Obey The Law: Using Computer Coding to Create an Interactive Energy Pyramid

Overview/Annotation:

During this activity, the students will use drag and drop computer code to create an interactive ecological energy pyramid model that shows how the 10% law applies to the energy available at each trophic level.  As part of the hour of code, students can use this activity to participate in the Hour of Code week during their biology class.  

This lesson plan results from a collaboration between the Alabama State Department of Education and ASTA.

 Associated Standards and Objectives 
Content Standard(s):
Science
SC2015 (2015)
Grade: 9-12
Biology
8 ) Develop and use models to describe the cycling of matter (e.g., carbon, nitrogen, water) and flow of energy (e.g., food chains, food webs, biomass pyramids, ten percent law) between abiotic and biotic factors in ecosystems.

Insight Unpacked Content
Scientific And Engineering Practices:
Developing and Using Models
Crosscutting Concepts: Systems and System Models; Energy and Matter
Disciplinary Core Idea: Ecosystems: Interactions, Energy, and Dynamics
Evidence Of Student Attainment:
Students:
  • Categorize organisms in an ecosystem based on evidence of how they obtain energy.
  • Construct a food chain that differentiates between producers, primary, secondary and tertiary consumers and integrate multiple food chains into a food web.
  • Use relationships between organisms to develop a food web and use it to demonstrate flow of energy and predict the impacts of population changes.

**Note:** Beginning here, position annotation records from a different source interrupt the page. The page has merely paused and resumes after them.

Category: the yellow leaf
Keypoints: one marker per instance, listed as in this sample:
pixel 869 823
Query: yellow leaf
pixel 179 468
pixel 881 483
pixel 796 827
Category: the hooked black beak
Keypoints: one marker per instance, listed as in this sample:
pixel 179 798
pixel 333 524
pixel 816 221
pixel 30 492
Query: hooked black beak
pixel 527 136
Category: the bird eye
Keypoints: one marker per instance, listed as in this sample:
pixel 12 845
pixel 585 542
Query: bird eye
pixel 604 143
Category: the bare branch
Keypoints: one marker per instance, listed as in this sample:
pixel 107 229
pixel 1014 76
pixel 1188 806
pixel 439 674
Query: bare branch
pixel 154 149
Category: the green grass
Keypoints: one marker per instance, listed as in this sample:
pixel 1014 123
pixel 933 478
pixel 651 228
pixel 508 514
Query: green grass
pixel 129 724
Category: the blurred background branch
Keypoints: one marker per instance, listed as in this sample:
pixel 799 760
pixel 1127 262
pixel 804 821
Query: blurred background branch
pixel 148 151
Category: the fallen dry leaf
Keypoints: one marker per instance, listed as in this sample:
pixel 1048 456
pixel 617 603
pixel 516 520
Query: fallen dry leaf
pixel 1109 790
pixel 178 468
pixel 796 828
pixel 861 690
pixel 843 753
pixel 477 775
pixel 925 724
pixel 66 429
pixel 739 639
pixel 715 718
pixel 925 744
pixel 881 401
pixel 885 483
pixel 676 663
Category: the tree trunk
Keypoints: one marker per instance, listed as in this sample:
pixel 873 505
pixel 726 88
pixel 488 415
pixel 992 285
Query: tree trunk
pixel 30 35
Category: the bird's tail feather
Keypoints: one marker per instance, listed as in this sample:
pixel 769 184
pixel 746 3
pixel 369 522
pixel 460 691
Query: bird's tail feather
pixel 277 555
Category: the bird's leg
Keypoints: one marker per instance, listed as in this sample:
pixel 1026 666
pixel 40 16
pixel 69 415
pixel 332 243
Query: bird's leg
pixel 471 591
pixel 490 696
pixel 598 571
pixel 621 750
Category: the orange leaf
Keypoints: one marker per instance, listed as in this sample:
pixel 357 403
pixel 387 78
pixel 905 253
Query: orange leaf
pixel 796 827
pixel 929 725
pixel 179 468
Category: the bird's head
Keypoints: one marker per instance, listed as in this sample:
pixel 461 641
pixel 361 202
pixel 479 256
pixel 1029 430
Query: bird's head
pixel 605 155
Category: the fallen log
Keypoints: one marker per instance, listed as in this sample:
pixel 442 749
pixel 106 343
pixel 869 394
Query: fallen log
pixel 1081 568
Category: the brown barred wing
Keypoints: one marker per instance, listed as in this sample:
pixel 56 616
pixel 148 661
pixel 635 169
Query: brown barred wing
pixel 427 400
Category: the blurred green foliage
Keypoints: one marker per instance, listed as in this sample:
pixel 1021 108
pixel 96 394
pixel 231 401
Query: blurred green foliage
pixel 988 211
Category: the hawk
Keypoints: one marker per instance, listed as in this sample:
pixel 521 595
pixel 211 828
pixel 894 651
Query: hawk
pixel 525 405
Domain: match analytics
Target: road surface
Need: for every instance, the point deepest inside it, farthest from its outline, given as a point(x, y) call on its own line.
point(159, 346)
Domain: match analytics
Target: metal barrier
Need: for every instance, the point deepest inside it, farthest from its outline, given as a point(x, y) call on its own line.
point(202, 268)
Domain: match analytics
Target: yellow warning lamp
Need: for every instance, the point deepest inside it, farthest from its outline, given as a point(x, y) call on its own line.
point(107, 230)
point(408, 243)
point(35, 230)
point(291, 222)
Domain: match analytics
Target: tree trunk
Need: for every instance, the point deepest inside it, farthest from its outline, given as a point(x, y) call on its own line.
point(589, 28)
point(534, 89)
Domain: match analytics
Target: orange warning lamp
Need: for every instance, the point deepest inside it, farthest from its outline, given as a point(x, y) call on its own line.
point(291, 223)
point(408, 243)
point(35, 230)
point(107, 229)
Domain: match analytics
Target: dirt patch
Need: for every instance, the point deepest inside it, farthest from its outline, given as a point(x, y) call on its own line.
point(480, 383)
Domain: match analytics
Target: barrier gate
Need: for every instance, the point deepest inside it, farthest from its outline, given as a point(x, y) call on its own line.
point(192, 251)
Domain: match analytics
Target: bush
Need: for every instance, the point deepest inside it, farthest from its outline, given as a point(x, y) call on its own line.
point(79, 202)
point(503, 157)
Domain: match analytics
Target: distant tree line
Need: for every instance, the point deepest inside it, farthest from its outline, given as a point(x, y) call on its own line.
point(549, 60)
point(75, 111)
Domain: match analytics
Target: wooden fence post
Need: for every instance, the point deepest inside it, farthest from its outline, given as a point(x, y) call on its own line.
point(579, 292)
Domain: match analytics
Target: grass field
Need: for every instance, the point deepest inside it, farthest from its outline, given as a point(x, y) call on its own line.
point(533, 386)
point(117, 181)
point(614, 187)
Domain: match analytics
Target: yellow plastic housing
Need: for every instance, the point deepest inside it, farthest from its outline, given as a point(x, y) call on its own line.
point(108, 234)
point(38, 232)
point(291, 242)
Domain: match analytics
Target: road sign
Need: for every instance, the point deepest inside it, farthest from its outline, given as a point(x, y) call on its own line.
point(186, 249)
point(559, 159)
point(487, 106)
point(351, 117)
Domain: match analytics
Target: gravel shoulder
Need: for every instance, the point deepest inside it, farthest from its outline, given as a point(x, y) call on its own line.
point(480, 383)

Construct a pyramid of biomass, given population data about organisms in the ecosystem and make calculations using data from the pyramid.
  • Use mathematical examples, such as the 10% law to explain why there is less energy available at each level of an energy pyramid.
  • Analyze data to identify patterns in the cycling of carbon, nitrogen and water in ecosystems.
  • Use patterns identified in the cycling of carbon, nitrogen, and water to build models of matter cycling through ecosystems.
  • Predict the effect of the reduction of a population of species on the carbon, nitrogen or water cycle.
Teacher Vocabulary:
  • Autotroph
  • Heterotroph
  • Primary producer
  • Primary consumer
  • Secondary consumer
  • Tertiary consumer
  • Herbivore
  • Carnivore
  • Omnivore
  • Detritivore
  • Trophic levels: primary, secondary and tertiary
  • Food chain
  • Food web
  • Biomass
  • Energy pyramid
  • Biomass pyramid
  • Number pyramid
  • Matter
  • Nutrient
  • Biogeochemical cycle
  • Nitrogen fixation
  • Denitrification
  • Law of conservation of mass
Knowledge:
Students know:
  • A food chain is a simple model representing the transfer of energy from organism to organism (e.g., sun → plant → grasshopper → mouse → snake).
  • Each step of a food chain represents a trophic level always starting with an autotroph in the first level and heterotrophs in the remaining levels.
  • The overlapping relationships between multiple food chains are shown in a food web.
  • An ecological pyramid is a model that can show the relative amounts of energy, biomass, or numbers of organisms at each trophic level in an ecosystem.
  • In an energy pyramid, only 10% of energy is passed from one trophic level to the next due to loss of energy in the form of heat caused by cellular respiration (10% rule).
  • In a biomass pyramid, the total mass of living matter at each trophic level tends to decrease.
  • In a numbers pyramid, it shows the number of organisms at each trophic level tends to decrease because there is less energy available to support organisms.
  • The exchange of matter through the biosphere is called the biogeochemical cycle and involves living organisms (bio), geological processes (geo), and chemical processes (chemical).
Skills:
Students are able to:
  • Use a self-created food web diagram to predict the impact of removing one organism on other organisms within the food web.
  • Use data to create ecological pyramids to show flow of energy, biomass and number of organisms.
  • Model the cycling of matter (e.g., Carbon, water, nitrogen) through the biosphere.
  • Combine a food web diagram with a matter cycling diagram to provide a holistic view of the many aspects that make up an ecosystem.
Understanding:
Students understand that:
  • Everything in an ecosystem is connected to everything else (both abiotic and biotic), either directly or indirectly.
  • Nutrients, in the form of elements and compounds, flow through organisms in an ecosystem (e.g., grass captures substances from the air, soil and water and converts them into usable nutrients → cow eats the grass → human eats the cow → decomposers return the nutrients to the cycle at every level).
AMSTI Resources:
ASIM Module:
Traveling Carbon Passport; Traeling Nitrogen Passport; Traveling Phosphorus Passport; Food Chains, Food Webs and Energy; Owl Pellets; Tree Carbon Sequestration

NAEP Framework
NAEP Statement::
L12.5: The chemical elements that make up the molecules of living things pass through food webs and are combined and recombined in different ways. At each link in an ecosystem, some energy is stored in newly made structures, but much is dissipated into the environment as heat. Continual input of energy from sunlight keeps the process going.

NAEP Statement::
L12.6: As matter cycles and energy flows through different levels of organization of living systems (cells, organs, organisms, communities) and between living systems and the physical environment, chemical elements are recombined in different ways. Each recombination results in storage and dissipation of energy into the environment as heat. Matter and energy are conserved in each change.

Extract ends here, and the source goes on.